Quasi-crystalline quartz wafers are not a standard product in the industry because quartz in its natural or synthetic form typically exhibits a crystalline structure (e.g., α-quartz or β-quartz) or an amorphous structure (fused silica). Quasi-crystalline materials, which are neither purely crystalline nor amorphous, represent a distinct class of materials with unique structural properties but are not commonly associated with quartz.

Key Points:

  1. Quasi-Crystals and Quartz:

    • Quasi-crystals have an ordered structure but lack periodicity, unlike conventional crystals.
    • Quartz does not naturally form quasi-crystalline structures. Instead, it is a well-ordered crystalline material in its common forms or fully amorphous when fused.

  2. Alternative Materials:

    • If you need materials with quasi-crystalline properties, metallic alloys (e.g., Al-Mn or Al-Cu-Fe) are common examples, but they differ significantly from quartz in composition and application.

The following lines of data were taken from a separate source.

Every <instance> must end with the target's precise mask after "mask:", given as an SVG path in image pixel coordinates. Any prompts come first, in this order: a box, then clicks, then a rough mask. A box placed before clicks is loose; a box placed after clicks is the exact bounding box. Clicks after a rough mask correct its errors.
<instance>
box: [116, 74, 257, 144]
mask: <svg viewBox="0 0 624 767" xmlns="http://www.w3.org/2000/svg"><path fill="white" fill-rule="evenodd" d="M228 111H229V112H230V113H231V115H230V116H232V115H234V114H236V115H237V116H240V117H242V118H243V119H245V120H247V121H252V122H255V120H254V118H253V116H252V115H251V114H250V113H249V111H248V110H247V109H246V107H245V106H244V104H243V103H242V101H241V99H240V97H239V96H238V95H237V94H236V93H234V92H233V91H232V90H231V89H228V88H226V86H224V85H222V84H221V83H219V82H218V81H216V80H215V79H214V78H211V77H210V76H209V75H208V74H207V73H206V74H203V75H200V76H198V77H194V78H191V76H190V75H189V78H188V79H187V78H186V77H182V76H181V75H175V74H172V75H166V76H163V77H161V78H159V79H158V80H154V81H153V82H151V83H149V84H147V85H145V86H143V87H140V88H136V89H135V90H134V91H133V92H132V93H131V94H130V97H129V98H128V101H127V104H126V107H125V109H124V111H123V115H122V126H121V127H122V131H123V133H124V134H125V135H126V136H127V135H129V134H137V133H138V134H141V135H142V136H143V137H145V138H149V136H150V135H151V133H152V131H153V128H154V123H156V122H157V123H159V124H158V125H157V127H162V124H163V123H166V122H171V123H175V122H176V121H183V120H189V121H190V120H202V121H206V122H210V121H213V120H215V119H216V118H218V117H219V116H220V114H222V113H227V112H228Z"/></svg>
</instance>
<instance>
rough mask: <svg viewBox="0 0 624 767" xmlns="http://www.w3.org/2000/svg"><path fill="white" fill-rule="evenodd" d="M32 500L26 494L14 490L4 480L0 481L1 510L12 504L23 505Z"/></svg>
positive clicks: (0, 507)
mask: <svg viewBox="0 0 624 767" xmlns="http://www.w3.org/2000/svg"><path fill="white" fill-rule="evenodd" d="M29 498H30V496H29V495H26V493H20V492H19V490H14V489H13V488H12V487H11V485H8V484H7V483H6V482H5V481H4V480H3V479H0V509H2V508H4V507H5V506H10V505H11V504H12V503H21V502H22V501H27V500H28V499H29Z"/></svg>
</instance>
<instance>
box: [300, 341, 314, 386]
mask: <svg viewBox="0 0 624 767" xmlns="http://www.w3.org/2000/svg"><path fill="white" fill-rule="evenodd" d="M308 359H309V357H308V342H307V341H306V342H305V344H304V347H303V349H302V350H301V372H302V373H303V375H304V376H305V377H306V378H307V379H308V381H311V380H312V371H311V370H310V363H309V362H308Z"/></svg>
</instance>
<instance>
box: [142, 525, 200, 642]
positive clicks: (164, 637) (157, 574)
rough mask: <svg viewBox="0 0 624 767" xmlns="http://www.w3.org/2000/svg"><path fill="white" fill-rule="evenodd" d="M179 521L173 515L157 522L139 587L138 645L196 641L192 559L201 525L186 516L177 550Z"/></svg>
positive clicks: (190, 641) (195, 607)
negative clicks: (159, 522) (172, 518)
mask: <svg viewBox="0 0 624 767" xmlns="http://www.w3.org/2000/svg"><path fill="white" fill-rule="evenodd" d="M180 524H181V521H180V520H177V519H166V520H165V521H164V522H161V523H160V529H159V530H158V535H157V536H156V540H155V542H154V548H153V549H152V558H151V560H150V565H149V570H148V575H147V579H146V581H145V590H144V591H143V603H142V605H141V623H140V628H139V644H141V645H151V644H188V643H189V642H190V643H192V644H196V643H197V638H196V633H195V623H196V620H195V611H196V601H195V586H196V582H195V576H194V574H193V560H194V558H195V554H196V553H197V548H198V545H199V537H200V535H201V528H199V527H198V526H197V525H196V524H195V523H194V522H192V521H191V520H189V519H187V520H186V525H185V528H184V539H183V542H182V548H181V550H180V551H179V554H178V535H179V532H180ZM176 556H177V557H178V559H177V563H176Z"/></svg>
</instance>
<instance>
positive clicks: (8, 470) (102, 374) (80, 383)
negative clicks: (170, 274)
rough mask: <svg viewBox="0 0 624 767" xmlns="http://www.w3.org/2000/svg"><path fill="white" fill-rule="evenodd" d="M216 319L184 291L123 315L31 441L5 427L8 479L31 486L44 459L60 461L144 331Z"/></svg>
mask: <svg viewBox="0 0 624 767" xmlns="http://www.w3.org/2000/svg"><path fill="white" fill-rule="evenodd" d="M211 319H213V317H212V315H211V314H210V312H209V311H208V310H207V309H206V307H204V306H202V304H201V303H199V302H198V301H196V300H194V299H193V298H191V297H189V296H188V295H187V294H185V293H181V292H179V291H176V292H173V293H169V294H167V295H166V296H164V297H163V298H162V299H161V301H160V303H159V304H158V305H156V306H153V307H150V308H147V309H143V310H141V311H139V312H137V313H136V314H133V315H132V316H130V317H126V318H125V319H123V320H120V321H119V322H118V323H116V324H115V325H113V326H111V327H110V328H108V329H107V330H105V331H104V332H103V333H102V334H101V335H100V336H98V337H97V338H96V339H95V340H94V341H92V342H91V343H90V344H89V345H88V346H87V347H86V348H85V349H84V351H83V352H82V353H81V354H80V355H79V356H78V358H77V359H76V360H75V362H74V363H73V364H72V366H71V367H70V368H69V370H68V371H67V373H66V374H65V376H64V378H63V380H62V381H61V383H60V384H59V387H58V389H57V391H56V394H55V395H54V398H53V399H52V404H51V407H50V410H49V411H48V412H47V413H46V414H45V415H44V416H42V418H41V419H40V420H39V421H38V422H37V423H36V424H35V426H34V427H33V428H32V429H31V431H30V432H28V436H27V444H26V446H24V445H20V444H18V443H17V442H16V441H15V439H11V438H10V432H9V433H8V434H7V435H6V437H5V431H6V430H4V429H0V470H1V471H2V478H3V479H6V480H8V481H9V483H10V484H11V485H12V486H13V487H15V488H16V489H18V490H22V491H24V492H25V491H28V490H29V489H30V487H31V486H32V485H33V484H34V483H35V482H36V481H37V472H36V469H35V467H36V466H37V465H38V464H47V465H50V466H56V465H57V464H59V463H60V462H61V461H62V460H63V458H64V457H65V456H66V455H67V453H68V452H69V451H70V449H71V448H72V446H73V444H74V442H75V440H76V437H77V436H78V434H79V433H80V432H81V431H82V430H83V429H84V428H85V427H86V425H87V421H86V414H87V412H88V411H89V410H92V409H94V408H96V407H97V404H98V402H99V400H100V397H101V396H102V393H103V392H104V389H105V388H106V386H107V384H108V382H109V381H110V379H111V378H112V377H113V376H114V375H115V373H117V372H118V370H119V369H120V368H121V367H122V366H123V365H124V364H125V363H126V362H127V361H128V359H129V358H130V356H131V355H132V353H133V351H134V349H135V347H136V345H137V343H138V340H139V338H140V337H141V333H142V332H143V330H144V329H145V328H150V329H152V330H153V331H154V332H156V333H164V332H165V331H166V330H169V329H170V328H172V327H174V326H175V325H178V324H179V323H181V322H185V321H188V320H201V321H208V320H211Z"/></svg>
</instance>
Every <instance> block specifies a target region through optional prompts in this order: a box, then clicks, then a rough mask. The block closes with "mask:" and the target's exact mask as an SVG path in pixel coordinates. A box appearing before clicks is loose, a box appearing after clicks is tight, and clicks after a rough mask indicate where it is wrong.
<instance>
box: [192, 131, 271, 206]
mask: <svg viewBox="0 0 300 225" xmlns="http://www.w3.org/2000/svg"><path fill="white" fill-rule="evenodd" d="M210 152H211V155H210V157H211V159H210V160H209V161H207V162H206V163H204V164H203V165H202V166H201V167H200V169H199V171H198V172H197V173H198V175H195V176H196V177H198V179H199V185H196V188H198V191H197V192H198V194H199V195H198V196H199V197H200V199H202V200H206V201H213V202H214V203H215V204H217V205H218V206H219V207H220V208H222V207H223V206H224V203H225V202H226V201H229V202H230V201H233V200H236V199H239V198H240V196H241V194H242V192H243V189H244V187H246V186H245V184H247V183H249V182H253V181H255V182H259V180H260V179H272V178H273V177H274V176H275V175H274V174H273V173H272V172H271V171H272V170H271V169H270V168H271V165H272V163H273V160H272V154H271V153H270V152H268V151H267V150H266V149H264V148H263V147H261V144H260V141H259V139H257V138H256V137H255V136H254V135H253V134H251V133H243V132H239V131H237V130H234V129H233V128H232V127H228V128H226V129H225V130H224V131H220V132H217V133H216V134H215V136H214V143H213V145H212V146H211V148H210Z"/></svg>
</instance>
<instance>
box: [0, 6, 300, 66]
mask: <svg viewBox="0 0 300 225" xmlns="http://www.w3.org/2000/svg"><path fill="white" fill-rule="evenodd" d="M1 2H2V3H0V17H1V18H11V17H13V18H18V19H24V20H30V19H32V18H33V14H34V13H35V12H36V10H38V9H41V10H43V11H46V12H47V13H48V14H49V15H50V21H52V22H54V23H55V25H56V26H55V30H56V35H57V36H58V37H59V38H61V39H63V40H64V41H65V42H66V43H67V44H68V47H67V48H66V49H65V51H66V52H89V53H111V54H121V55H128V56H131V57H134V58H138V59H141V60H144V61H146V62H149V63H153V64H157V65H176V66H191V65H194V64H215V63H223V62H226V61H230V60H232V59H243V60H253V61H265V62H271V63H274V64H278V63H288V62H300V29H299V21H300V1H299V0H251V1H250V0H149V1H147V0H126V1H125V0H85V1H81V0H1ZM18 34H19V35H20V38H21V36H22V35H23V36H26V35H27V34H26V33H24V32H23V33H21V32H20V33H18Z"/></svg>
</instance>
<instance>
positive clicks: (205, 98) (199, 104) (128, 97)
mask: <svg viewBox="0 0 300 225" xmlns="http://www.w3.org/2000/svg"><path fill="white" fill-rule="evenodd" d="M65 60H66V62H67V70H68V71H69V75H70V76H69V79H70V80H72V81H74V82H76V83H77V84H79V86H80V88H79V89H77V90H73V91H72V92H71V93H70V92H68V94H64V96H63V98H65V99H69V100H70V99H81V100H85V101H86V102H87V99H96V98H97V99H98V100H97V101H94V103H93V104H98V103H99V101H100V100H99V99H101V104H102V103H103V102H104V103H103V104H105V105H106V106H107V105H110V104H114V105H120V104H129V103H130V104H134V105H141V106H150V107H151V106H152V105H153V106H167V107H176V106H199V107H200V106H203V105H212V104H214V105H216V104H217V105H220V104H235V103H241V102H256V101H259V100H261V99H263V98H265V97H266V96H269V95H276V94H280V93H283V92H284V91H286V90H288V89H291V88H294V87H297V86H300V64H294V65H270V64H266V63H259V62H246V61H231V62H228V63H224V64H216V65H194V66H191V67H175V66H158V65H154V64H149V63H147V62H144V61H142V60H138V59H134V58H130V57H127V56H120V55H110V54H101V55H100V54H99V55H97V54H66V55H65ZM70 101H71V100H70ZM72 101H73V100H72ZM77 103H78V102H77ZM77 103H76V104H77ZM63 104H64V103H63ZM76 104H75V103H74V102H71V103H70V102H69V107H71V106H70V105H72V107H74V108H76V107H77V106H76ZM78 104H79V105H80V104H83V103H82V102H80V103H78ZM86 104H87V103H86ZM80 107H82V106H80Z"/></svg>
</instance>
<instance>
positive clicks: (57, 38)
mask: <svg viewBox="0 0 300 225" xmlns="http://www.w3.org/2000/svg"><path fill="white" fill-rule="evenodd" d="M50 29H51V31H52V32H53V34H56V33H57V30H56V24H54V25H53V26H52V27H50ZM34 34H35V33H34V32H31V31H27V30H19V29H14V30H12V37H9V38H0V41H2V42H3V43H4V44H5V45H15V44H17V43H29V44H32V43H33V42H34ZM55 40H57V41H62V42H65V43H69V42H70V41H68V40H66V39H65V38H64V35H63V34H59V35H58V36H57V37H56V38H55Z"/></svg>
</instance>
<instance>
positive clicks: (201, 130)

  3. Applications Requiring Unique Structures:

    • For specific applications that may benefit from quasi-crystalline-like properties (e.g., unique optical or thermal behavior), engineered metamaterials or photonic crystals might be more appropriate.

  4. Custom Fabrication:

    • If you are investigating a novel application or need a material resembling quasi-crystalline quartz, it may involve custom fabrication using advanced materials science techniques like controlled doping, engineered defects, or artificial structuring.

Let me know if you need help exploring alternatives or designing a custom solution for your application.

What are the uses of a high purity quartz wafer boat?

A high-purity quartz wafer boat is a critical component in semiconductor fabrication and other high-tech industries. Its main uses include:

1. Wafer Processing

  • Thermal Processing: Quartz wafer boats are used to hold silicon wafers during thermal processes such as oxidation, annealing, and diffusion. Quartz is ideal due to its thermal stability, low thermal expansion, and resistance to high temperatures.
  • Chemical Vapor Deposition (CVD): These boats support wafers during thin-film deposition processes.
  • Etching Processes: In processes that involve etching materials from the wafer, quartz's chemical inertness prevents contamination.

2. Cleanroom Compatibility

  • High-purity quartz is non-reactive and resists contamination, making it suitable for cleanroom environments where wafer purity is paramount.

3. Optoelectronics

  • Quartz boats are used for handling substrates in the production of optoelectronic devices, such as LEDs and photonics components, where high temperatures and purity are essential.

4. Research and Development

  • Quartz boats are employed in experimental setups requiring high-temperature stability and chemical inertness, such as studies on material properties or novel fabrication techniques.

5. Solar Cell Manufacturing

  • They are used to hold silicon wafers during processes like doping and annealing in the production of photovoltaic cells.

6. Precision Applications

  • The high purity of quartz minimizes contamination, which is critical for fabricating advanced semiconductor devices and MEMS (microelectromechanical systems).

Advantages of Quartz Wafer Boats:

  • High Thermal Stability: Withstand extreme temperatures without deformation.
  • Chemical Resistance: Inert to most chemicals, preventing reactions during processing.
  • Low Contamination Risk: Ultra-pure material ensures wafers remain uncontaminated.
  • Durability: Can withstand repeated thermal cycling.

Would you like guidance on selecting or maintaining quartz wafer boats for specific applications?